10. Simple RAG Pipeline from Scratch
Assessment Points: Document chunking, vectorization, similarity retrieval, prompt construction
Code Framework:
def simple_rag(query, documents, embed_fn, generate_fn, top_k=3):
chunks = []
for doc in documents:
words = doc.split()
for i in range(0, len(words), 200):
chunk = " ".join(words[i:i+200])
chunks.append(chunk)
chunk_embeddings = np.array([embed_fn(c) for c in chunks])
query_embedding = embed_fn(query)
scores = chunk_embeddings @ query_embedding
top_indices = np.argsort(scores)[-top_k:][::-1]
retrieved = [chunks[i] for i in top_indices]
context = "\n".join(retrieved)
prompt = f"Based on the following context:\n{context}\n\nQuestion: {query}\nAnswer:"
answer = generate_fn(prompt)
return answer, retrieved
Important Notes: ① Document chunking strategies (fixed length vs semantic vs recursive); ② Retrieval uses cosine similarity (normalize then dot product); ③ Interviewers may ask about hybrid retrieval (vector + keyword), reranking, and handling cases where no relevant documents are retrieved.
Key Questions Summary
1. Linear regression from scratch (gradient descent)

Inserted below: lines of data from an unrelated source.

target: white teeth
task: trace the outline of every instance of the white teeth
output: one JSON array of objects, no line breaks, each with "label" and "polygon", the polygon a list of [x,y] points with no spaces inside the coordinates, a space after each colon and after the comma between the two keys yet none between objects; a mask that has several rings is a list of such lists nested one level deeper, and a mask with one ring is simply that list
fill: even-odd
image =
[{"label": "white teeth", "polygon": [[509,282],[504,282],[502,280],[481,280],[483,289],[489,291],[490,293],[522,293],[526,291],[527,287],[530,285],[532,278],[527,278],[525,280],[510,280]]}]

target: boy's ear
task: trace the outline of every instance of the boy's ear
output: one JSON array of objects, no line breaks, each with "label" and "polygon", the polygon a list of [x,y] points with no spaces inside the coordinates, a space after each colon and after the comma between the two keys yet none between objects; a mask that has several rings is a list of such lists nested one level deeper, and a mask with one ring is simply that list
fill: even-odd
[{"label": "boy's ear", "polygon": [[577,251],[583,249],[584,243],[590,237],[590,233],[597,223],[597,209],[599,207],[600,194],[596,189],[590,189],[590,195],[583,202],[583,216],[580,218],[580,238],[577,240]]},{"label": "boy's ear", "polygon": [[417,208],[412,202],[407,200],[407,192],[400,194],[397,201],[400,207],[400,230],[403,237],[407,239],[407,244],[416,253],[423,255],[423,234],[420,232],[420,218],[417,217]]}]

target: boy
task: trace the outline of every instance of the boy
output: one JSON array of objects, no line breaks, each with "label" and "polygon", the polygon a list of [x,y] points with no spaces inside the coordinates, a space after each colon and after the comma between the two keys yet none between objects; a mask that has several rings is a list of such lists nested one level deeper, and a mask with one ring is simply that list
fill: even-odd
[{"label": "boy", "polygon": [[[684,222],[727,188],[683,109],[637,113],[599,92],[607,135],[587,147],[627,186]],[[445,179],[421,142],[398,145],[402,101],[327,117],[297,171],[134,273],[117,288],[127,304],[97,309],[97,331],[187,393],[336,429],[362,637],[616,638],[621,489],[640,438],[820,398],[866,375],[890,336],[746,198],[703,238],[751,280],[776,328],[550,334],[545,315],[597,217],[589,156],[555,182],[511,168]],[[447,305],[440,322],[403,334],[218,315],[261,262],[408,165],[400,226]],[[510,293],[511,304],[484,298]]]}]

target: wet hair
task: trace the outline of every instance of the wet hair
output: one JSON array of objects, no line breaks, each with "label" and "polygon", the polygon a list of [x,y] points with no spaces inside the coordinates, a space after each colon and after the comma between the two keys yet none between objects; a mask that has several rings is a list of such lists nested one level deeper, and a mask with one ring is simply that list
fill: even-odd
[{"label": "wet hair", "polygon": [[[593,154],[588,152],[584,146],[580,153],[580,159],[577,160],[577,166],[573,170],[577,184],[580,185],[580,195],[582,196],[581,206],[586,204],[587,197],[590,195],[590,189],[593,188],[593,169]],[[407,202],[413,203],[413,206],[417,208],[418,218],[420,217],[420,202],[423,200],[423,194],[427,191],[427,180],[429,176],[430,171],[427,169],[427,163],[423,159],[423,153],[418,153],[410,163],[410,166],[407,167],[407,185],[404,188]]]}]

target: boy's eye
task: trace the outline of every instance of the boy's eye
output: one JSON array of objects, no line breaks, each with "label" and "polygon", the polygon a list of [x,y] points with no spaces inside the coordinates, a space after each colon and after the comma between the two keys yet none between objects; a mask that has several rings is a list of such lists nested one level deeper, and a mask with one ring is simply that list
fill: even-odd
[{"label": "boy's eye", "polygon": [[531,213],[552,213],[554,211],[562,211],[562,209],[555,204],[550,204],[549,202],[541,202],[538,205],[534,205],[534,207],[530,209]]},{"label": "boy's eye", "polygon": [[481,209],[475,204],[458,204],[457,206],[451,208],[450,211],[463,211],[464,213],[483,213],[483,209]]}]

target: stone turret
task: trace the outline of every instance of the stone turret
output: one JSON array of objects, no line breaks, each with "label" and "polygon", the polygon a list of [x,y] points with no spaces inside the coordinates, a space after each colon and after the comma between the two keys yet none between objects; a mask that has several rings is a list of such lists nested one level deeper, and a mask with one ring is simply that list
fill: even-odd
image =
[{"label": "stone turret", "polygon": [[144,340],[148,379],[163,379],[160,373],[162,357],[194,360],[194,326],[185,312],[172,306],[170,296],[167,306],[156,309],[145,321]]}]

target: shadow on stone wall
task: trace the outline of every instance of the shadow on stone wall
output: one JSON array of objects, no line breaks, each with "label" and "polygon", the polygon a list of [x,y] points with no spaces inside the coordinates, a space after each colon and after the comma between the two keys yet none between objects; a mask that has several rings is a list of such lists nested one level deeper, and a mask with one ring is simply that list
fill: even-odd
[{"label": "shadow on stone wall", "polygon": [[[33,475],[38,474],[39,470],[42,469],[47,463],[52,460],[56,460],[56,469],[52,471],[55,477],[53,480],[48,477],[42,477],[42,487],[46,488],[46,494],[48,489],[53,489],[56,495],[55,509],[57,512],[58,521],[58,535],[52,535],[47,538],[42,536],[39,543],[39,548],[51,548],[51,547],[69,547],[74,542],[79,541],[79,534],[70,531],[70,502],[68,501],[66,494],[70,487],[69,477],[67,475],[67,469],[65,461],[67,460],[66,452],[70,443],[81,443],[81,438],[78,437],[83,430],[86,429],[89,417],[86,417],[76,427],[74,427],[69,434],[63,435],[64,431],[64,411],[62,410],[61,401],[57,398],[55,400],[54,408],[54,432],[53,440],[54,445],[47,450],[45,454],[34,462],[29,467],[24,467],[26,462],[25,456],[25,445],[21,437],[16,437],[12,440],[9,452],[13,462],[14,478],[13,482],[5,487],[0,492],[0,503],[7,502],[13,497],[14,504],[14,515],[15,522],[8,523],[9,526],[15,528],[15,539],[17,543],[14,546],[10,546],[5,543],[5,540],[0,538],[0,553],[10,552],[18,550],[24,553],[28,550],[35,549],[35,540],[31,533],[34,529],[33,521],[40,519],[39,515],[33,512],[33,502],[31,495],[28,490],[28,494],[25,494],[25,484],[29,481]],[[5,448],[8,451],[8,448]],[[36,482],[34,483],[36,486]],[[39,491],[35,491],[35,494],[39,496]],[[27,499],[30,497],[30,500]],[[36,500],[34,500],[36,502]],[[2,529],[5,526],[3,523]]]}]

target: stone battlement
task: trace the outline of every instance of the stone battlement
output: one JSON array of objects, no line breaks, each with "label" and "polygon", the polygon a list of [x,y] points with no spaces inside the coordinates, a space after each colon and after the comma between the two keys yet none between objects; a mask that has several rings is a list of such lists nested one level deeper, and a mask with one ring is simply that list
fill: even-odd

2. Logistic regression from scratch
3. K-Means from scratch
4. KNN from scratch
5. Decision tree split from scratch
6. Backpropagation from scratch
7. Self-Attention from scratch
8. Layer Norm from scratch
9. Beam Search from scratch
10. Simple RAG pipeline from scratch
Insights and Advice
1. Write each algorithm at least 3 times: First time following along, second time from memory, third time under time pressure (within 30 minutes). Only muscle memory prevents freezing in interviews.

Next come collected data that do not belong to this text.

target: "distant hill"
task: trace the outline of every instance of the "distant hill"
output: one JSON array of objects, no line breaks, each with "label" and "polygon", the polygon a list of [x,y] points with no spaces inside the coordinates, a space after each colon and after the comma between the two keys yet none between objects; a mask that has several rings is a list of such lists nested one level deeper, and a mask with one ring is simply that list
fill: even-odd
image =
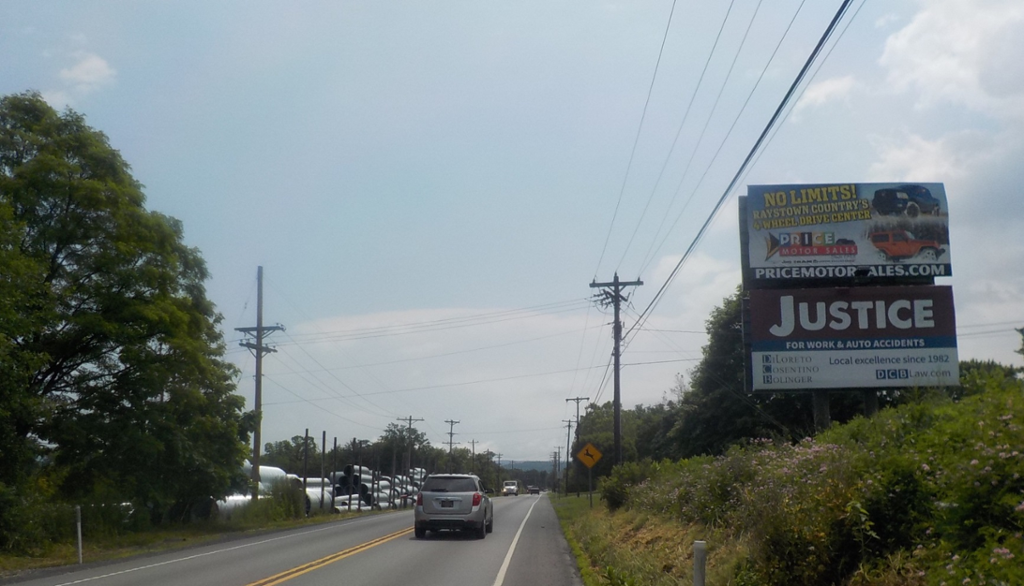
[{"label": "distant hill", "polygon": [[[552,463],[550,460],[538,460],[535,462],[516,462],[516,470],[539,470],[541,472],[551,470]],[[504,466],[502,466],[504,468]]]}]

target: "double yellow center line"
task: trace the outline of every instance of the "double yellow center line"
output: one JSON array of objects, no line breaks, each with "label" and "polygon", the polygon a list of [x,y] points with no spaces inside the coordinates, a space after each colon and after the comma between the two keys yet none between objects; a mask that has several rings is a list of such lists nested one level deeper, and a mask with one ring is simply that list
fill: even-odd
[{"label": "double yellow center line", "polygon": [[343,560],[351,555],[355,555],[361,551],[366,551],[371,547],[376,547],[382,543],[391,541],[392,539],[397,539],[403,535],[408,535],[410,533],[412,533],[412,527],[402,529],[401,531],[396,531],[390,535],[385,535],[384,537],[378,537],[377,539],[367,541],[366,543],[357,545],[355,547],[350,547],[346,550],[339,551],[338,553],[332,553],[327,557],[309,562],[308,564],[303,564],[301,566],[294,567],[290,570],[285,570],[280,574],[270,576],[269,578],[264,578],[256,582],[252,582],[248,586],[274,586],[275,584],[281,584],[282,582],[287,582],[288,580],[301,576],[307,572],[312,572],[313,570],[320,569],[328,564],[333,564],[338,560]]}]

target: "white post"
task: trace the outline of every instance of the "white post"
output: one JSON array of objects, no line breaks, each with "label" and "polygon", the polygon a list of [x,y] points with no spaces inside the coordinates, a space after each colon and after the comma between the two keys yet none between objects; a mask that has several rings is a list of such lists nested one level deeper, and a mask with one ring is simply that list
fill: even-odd
[{"label": "white post", "polygon": [[704,586],[704,568],[708,562],[706,541],[693,542],[693,586]]},{"label": "white post", "polygon": [[75,524],[78,526],[78,563],[82,563],[82,506],[75,505]]}]

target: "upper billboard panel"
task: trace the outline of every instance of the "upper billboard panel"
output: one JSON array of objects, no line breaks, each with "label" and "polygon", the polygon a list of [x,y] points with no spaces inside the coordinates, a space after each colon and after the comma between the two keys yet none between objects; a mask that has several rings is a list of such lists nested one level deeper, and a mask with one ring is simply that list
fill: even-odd
[{"label": "upper billboard panel", "polygon": [[952,275],[948,209],[941,183],[750,185],[744,281]]}]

2. Pay attention to numerical stability: Softmax subtract max, Sigmoid clip, log probabilities instead of probability products — interviewers value these tricks.
3. Understanding beats memorization: Don't memorize code — understand why each step exists. Interviewers may ask you to modify code (e.g., switch MSE to MAE), and understanding enables flexibility.
4. Be proficient with matrix operations: AI coding questions heavily use matrix operations. NumPy broadcasting and dimension manipulation must be second nature. Draw dimensions on paper first to verify before coding.
5. Explain while writing: Don't silently write code in interviews — explain your thinking as you go. Interviewers value your thought process more than perfect final code.
FAQ
Q: What language should I use in interviews?
A: Most companies accept Python; some require C++. Python with NumPy is recommended.
Q: Does the code need to run?
A: Running is ideal, but interviewers value logical correctness more. If time is short, write the core logic.
Q: Can I use PyTorch?
A: Generally not allowed. Interviewers want to see your understanding of underlying operations — PyTorch's nn.Linear() defeats the purpose.
Q: What if I can't finish in time?
A: Write core logic first (e.g., Self-Attention's QKV computation and attention weights), explain auxiliary parts (Mask, Dropout) verbally.
Q: What other algorithms are commonly tested besides these 10?
A: NMS, IoU, convolution operations, pooling operations, Focal Loss, cross-entropy loss. Practice these too.